A taste of OCaml 😋

Gaga

August 28, 2022

Gaga

How fast is OCaml compared to other PLs?

Performance benchmarks are very difficult to get right and might not even reflect the holistic performance of a particular system. For example, a benchmark that includes a lot of allocations would really not be good for a language with a Garbage Collector, but it might go well for a language that uses reference counting.

While benchmarks can be used as a good metric to measure performance, I am not remotely close to being an expert in that area, so I won't even try to display or interpret it. Hence, I'm not going to talk about how OCaml performs better than some programming language X here, but rather I would talk a little bit about the architecture of the OCaml runtime systems, so you can get a rough idea it might perform in comparison to other modern programming languages.

Firstly, you should know that OCaml is a pretty fast programming language.

There are two modes of executing OCaml programs, either by a bytecode compiler or a native code compiler. The bytecode compiler compiler compiles ocaml source into a bytecode format to be executed by a C interpreter, while the native code compiler compiles source into native binaries.

OCaml has very predictable performance. In fact, any decent OCaml hacker (who knows assembly, of course) can look at the source and have a rough idea of what the generated assembly code would look like. 🤷

One remarkable thing about OCaml is how fast its compilers are. OCaml compiles programs in significantly lesser time than other similar programming languages, for roughly the same size of source code.

OCaml vs C++ with respect to learning difficulty

First of all, C++ is a complicated beast. However it is unfair to say that in this context because we're only talking about language learnability instead of the language as a whole. I cannot say objectively which one of these languages is more difficult to learn, so I would make this comparison anecdotally.

Coming from a C-based language, learning C++ is not particularly difficult to learn. You just have to get accustomed to the way of doing things (e.g pointers, references, etc), but this shouldn't take too long.

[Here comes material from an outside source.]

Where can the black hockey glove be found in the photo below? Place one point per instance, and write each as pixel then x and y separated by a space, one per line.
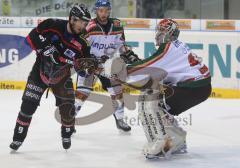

With OCaml, the story is quite different: If you have a C-based PL background, you would be trying to bring those ideas into OCaml, which can make it take a while to learn.

However this is not the case for everyone: Some people will unlearn and relearn, but as you can obviously tell, this would also take a while. Finally, IMO, the best way to learn OCaml is to have an open mind, drop old idea, learn new patterns, and keep experimenting hands-on until you "get it."

OCaml vs. Haskell

Both Haskell and OCaml have similar roots, but over time they have diverged to become two distant cousins. IMO there are four main differences between Haskell and OCaml:

Haskell uses lazy evaluation, OCaml uses strict evaluation
Haskell is a pure functional programming language, while OCaml is not
Haskell's type system is extremely advanced, OCaml's type system is a bit advanced
Haskell has no concept of functors (à la ML), OCaml has functors

Even though these are just few differences listed here, they make OCaml and Haskell quite different languages with different philosophies.

A little bit of history

OCaml has strong academic roots. It was developed by Xavier Leroy, Jérôme Vouillon, Damien Doligez, and Didier Rémy at INRIA in 1996. OCaml is called an ML-like programming language; this is because the core ideas of OCaml are derived from the ML programming language.

ML was developed by Robin Milner, to be used as a meta language (hence the name) in the LCF theorem prover, but it later transformed into a full-fledged programming language. ML was way ahead of its time. ML is known for its static type system, type inference, module system, algebraic data types, and pattern matching. More notably, ML is the first PL to include a feature known as parametric polymorphism (popularly known as "generics"), while also supporting full type inference. In a broader sense, ML isn't actually a programming language, but a family of programming languages which adhere to ML's core values. PLs which conform to these values are called dialects of ML. The major ML dialects these days are Standard ML, OCaml, and F#. So you can say "OCaml is an ML", and you would be technically correct. ML is a very remarkable programming language which still influences new programming languages till date (notably, rust), and Robin Milner later won a turing award in 1991 for it (among other things).

OCaml started from a programming language known as CAML — Categorical Abstract Machine Language (also developed at INRIA), and it progressed into Caml Light, which included a bytecode interpreter, and them Caml Light was extended with object oriented features to give OCaml.

A taste of OCaml

Let's assume we have a cute programming language used in a some programmable calculator with this syntax:

$ 1 + 1 
=> 2
$ x is 10
=> defined x as 10
$ x
=> 10
$ y is 30
=> defined y
$ sin (y)
=> 0.5

Let's define a simple abstract syntax tree for expressions in this cute language:

type expression = 
	| Number of float (* e.g 10, 0.3, 2 etc *) 
	| Variable of string (* e.g x, y, idx etc *)
	| Add of expression * expression (* e.g 1 + 1 + 2, 10 + x, 2 + sin (30) etc *)
	| Sin of expression (e.g sin (60), sin (10 + 20), etc *)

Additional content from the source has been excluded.